Cuculus signifie aussi galant et fainéant, et est parfois même employé comme un terme injurieux pour un mari adultère. C’est une allusion aux moeurs des coucous pendant leur période de reproduction, nous y reviendrons.
Canorus signifie sonore, mélodieux, en référence à son chant.
Sa vaste aire de répartition lui permet d’être présent dans diverses cultures. Lorsqu’on l’entend chez nous il revient d’Afrique mais il est également présent jusqu’en Asie. Mais d’abord, cap sur la Grèce et sa mythologie pour le voir intervenir dans ces temps immémoriaux…
Oui, le coucou est déjà mentionné dans la mythologie greco-latine, et il est même attribué à une déesse : Héra. La femme de Zeus. Chez les Romains on trouve de nombreuses représentations d’Héra ( l’équivalent grec de Junon donc ) avec un sceptre surmonté d’un coucou. Mais pourquoi cela ?

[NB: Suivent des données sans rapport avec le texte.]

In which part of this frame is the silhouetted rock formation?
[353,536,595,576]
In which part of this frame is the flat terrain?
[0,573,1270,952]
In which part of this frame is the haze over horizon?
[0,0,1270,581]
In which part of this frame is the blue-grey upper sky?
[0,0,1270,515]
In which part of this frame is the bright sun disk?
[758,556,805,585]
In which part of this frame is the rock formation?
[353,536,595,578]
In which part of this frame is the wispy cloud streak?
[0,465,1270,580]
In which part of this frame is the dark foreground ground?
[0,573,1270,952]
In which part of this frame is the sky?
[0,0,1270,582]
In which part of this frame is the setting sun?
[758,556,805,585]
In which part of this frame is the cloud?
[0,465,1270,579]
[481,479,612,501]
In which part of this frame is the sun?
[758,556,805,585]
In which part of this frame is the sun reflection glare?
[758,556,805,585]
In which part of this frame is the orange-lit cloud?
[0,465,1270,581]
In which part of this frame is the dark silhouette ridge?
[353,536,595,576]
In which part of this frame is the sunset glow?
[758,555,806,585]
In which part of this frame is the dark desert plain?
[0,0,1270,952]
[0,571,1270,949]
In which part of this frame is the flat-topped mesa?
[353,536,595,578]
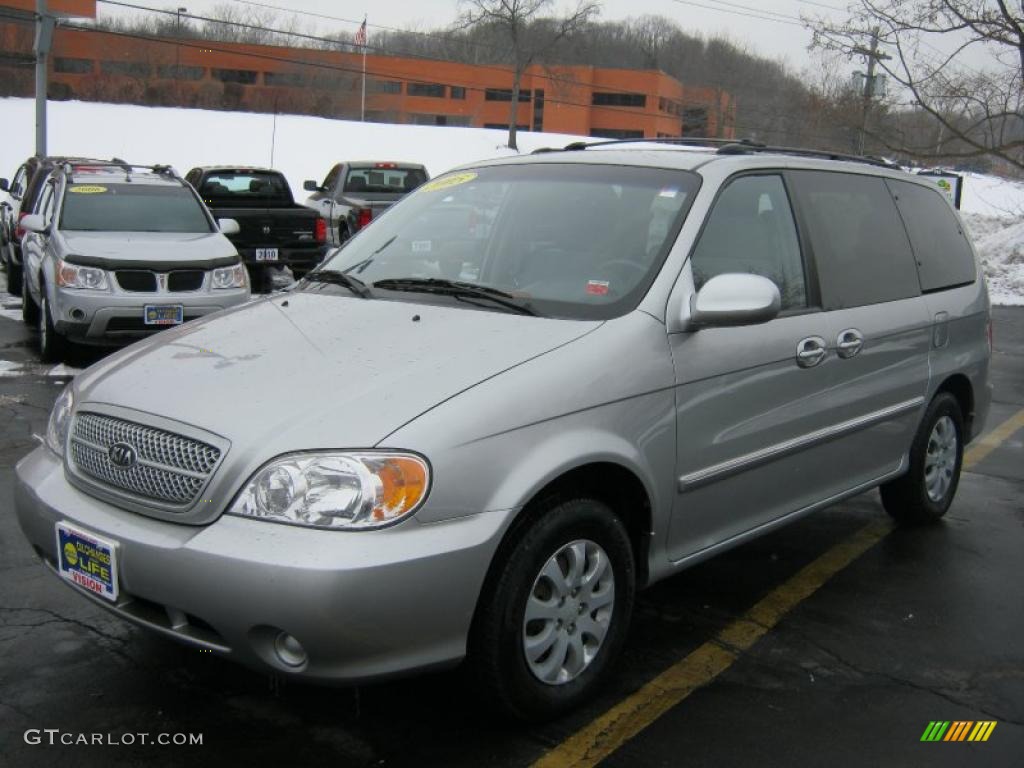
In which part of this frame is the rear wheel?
[470,499,636,719]
[881,392,964,524]
[39,284,68,362]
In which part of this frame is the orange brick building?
[0,23,736,138]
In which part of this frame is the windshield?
[60,183,213,232]
[325,163,699,318]
[199,171,292,206]
[344,163,427,195]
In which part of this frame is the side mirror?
[217,219,242,237]
[17,213,46,233]
[688,273,782,328]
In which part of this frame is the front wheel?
[881,392,964,524]
[470,499,636,720]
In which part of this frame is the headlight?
[46,384,75,456]
[227,452,430,530]
[56,259,106,291]
[211,264,246,288]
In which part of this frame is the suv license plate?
[142,304,185,326]
[55,522,118,602]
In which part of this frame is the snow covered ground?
[0,93,1024,304]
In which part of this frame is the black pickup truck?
[185,166,327,293]
[302,161,429,246]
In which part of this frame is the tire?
[880,392,964,525]
[469,499,636,720]
[39,290,68,362]
[22,271,39,327]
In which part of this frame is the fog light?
[273,632,306,667]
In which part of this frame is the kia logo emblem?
[106,442,138,469]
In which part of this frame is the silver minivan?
[16,142,991,717]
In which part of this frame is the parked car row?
[9,142,991,719]
[0,157,427,360]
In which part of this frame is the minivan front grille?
[70,413,221,506]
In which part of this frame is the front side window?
[690,175,808,311]
[315,163,699,318]
[60,182,213,232]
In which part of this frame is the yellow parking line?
[531,410,1024,768]
[964,409,1024,469]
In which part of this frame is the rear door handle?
[836,328,864,359]
[797,336,828,368]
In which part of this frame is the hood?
[76,293,601,454]
[60,231,238,263]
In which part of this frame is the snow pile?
[964,214,1024,305]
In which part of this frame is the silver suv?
[15,143,991,716]
[20,161,250,361]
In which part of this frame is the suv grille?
[71,413,220,506]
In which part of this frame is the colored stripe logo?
[921,720,995,741]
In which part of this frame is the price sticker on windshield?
[420,171,476,191]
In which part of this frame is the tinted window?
[60,183,212,232]
[199,171,292,206]
[690,176,807,310]
[345,168,427,194]
[888,181,977,291]
[793,171,921,309]
[319,163,698,318]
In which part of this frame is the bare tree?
[805,0,1024,170]
[461,0,601,150]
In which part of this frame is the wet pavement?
[0,297,1024,768]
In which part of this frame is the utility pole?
[853,27,892,155]
[34,0,56,157]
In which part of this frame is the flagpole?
[359,16,367,123]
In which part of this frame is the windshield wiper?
[306,269,373,299]
[373,278,538,315]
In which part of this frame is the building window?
[211,70,259,85]
[99,61,150,77]
[683,106,708,136]
[53,56,92,75]
[590,93,647,106]
[263,72,306,88]
[157,65,206,80]
[406,83,445,98]
[590,128,643,138]
[367,80,401,93]
[483,88,532,101]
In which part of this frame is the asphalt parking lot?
[0,284,1024,768]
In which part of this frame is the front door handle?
[836,328,864,359]
[797,336,828,368]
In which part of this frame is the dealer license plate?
[142,304,185,326]
[56,522,118,602]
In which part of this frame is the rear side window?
[887,180,978,293]
[793,171,921,309]
[690,175,807,310]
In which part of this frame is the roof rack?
[61,158,179,181]
[531,136,899,168]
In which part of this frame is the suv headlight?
[55,259,108,291]
[210,264,246,288]
[46,384,75,456]
[227,451,430,530]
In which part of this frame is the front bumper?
[14,446,511,683]
[53,288,252,344]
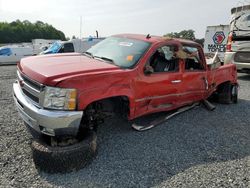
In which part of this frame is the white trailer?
[204,25,229,62]
[225,5,250,74]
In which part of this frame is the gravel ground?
[0,66,250,188]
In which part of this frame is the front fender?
[78,84,135,117]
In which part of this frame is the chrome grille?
[17,71,44,107]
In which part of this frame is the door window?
[178,46,204,71]
[147,45,179,73]
[0,48,12,56]
[63,43,75,53]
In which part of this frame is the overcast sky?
[0,0,249,38]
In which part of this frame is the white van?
[225,5,250,73]
[0,46,33,65]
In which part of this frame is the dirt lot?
[0,66,250,188]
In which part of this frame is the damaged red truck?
[13,34,238,172]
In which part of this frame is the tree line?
[0,20,66,43]
[164,29,205,46]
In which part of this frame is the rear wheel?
[218,82,238,104]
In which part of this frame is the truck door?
[179,45,208,105]
[135,45,181,116]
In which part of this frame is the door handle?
[171,80,181,84]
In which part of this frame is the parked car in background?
[40,38,104,54]
[0,46,33,65]
[203,25,229,62]
[225,5,250,73]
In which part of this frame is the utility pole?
[80,16,82,39]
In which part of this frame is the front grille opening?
[23,89,39,104]
[22,76,41,91]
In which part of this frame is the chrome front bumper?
[13,83,83,136]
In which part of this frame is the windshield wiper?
[93,56,115,65]
[83,52,94,58]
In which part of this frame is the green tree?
[0,20,65,43]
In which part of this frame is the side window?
[63,43,75,53]
[149,45,179,73]
[182,46,204,71]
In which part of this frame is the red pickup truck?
[13,34,237,171]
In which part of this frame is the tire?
[31,132,97,173]
[218,82,238,104]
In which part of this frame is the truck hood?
[18,53,121,86]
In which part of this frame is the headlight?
[43,86,76,110]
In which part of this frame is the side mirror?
[144,65,154,75]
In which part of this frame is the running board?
[132,103,200,131]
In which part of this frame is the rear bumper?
[13,83,83,136]
[224,52,250,73]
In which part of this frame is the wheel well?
[216,81,231,92]
[79,96,130,132]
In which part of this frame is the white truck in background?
[31,39,58,55]
[40,38,104,55]
[0,45,33,65]
[203,25,229,62]
[225,5,250,74]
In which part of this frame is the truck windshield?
[0,48,11,56]
[86,37,151,68]
[43,42,62,54]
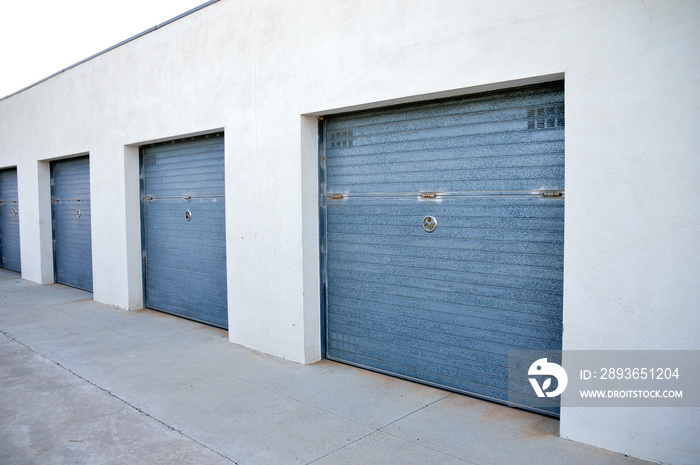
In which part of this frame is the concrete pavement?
[0,270,649,465]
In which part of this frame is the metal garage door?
[142,134,228,328]
[323,83,564,414]
[51,157,92,292]
[0,168,22,272]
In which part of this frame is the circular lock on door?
[423,216,437,232]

D’abord, il est plausible qu’il soit attribué à une déesse car il peut passer pour un oiseau mythique. En effet, même de nos jours, c’est un oiseau que l’on ne voit que très peu même si on l’entend beaucoup ! Son chant dissyllabique est reconnaissable entre mille. De là, lui vient une aura mystérieuse. Un oiseau qui ne se laisse pas voir, tout comme les dieux.
Chez les ethnies peuplant la Sibérie, le coucou est un auxiliaire du chaman : il ressuscite les morts, croyance liée à son retour du printemps et se trouve ainsi associé comme d’autres oiseaux migrateurs, au retour de la vie, au réveil de la nature. C’est la même idée qui prévaut dans la culture japonaise qui fait du coucou un messager du royaume nocturne, car son chant matinal accompagnerait le retrait des ombres de la nuit.
Mais si, vraiment, vous voulez l’apercevoir, Guilhem Lesaffre, auteur de Légendes d’oiseaux, vous donne une clé précieuse, et je vous la partage avec joie. D’abord sortez le chercher entre avril et mai, mais surtout, trouvez un marais à roselière et attendez-le, il viendra bientôt.
L’origine de sa présence doit être recherchée parmi les circonstances de la rencontre entre Héra et son mari.
Zeus qui voit tout, aperçoit Héra occupée à flâner dans les bois couvrant les pentes du mont Thornax, sommet également nommé “la montagne au coucou”.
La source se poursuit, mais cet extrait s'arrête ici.